The Ghanaian footballer playing abroad may be earning huge sums of money from salaries, bonuses or endorsement deals, making him the envy of many and the breadwinner of a lot.
But there is a silent aspect of their lives that is hidden from all – their private lives.
Imagine an 18-year-old footballer from Wa, trekking all the way to Accra through to Lisbon to the open gates of Switzerland or the Netherlands to start a new life.
Just visualise how the feeling is like when you arrive at the Kwame Nkrumah Circle for the first time from your village, knowing no one and having no one to speak to.
It becomes more worrying when you can’t speak the language of the people close to you – a real dilemma of a young ambitious footballer. But when they look back and see the hundreds waiting to be fed from their football cup, there is no turning back.
I recall the late Atsu revealing how challenging it was for him, resorting to staying indoors for more than a year before he could interact with his team mates.
“I couldn’t speak their language and I had no one to speak to. So, after training or games, I just go inside my room and lock myself there.
“I was not speaking to anyone and they felt I am anti-social. But later they understood me,” he told footballmadeinghana.com.
“It was really challenging for me in Portugal. I didn’t know anyone there. The food was alien but I had to eat and get used to it,” he added.
Other Ghanaian footballer are faced with worse, and this appears the real experience of most African footballers plying their trade in Europe.
Just imagine being used to Tuo Zaafi and Ayoyo Soup, or Fufu and Light Soup, but here you are, confronted with sea food spaghetti or frog limbs or the French vegetarian pizza.
Just imagine the culture shock and how long it will take the footballer to adjust.
There comes the weather, a difficult aspect of the whole situation.
You are used to an average temperature of 26°C but you are confronted with 0° or even -5°C or even worse.
It takes a strong personality with a determined mindset to adopt and stay, just to make money and be a breadwinner.
But the worse is perhaps yet to come.
You play in a club that is dominated by home-based Europeans, you are the only expatriate in there.
Instructions are through the local language, tactics and strategies are explained in the same language. How do you understand? And you need to understand the coach, execute actions on the field to be part of his team.
But here you are, as green as a young virgin, watching sheepishly without comprehension.
Imagine how long it will take the young footballer from Kpaliwogor to survive such an environment.

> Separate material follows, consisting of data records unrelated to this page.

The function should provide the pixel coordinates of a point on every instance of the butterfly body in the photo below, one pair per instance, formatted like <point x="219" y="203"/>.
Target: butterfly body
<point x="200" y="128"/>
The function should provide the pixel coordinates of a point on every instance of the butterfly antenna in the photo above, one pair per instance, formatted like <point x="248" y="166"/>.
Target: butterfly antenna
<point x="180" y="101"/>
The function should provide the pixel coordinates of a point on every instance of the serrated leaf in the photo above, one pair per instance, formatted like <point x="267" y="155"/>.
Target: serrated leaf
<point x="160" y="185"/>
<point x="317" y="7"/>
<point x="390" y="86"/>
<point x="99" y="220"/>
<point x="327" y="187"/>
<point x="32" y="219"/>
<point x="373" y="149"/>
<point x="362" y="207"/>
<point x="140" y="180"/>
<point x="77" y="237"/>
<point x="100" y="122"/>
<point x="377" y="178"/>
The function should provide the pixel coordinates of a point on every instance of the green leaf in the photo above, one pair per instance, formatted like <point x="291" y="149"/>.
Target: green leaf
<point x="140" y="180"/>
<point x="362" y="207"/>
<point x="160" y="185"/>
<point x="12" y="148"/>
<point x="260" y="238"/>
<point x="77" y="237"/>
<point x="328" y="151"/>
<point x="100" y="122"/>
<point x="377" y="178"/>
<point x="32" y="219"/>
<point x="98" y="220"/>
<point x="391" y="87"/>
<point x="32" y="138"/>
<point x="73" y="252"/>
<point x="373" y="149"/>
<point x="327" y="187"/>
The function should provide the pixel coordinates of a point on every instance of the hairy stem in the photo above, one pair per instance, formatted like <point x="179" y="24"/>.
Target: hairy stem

Wait a minute, racism and frustrations from coaches make it worse when you are the best in the team but you are treated like a misfit.
That is where the real deal comes in – who do you speak to?
The footballer lives in a nice mansion, 3- or 4-bedroom apartment alone and after going through all these frustrations, must stay alone and deal with the situation alone.
You will now appreciate why many African footballers suffer high rates of depression.
But that’s even not over.
Despite all these, friends and family members will be expecting the usual dollars or euros to drop at the end of the month regardless of whatever is happening.
You will have a better appreciation of why many African footballers take to clubbing, womanizing and becoming addicted to music.
When there is a national team assignment and a player is invited, the excitement is amazing. You need to be a footballer to experience that feeling. The player is not only happy because he’s been honoured by his country. He’s excited to be meeting his own people who understand him, where he can share jokes, where he can eat what he is used to and where he shares his challenges.
The life of the Ghanaian/African footballer is a mystery yet to be unravelled because they are pregnant with too much loneliness.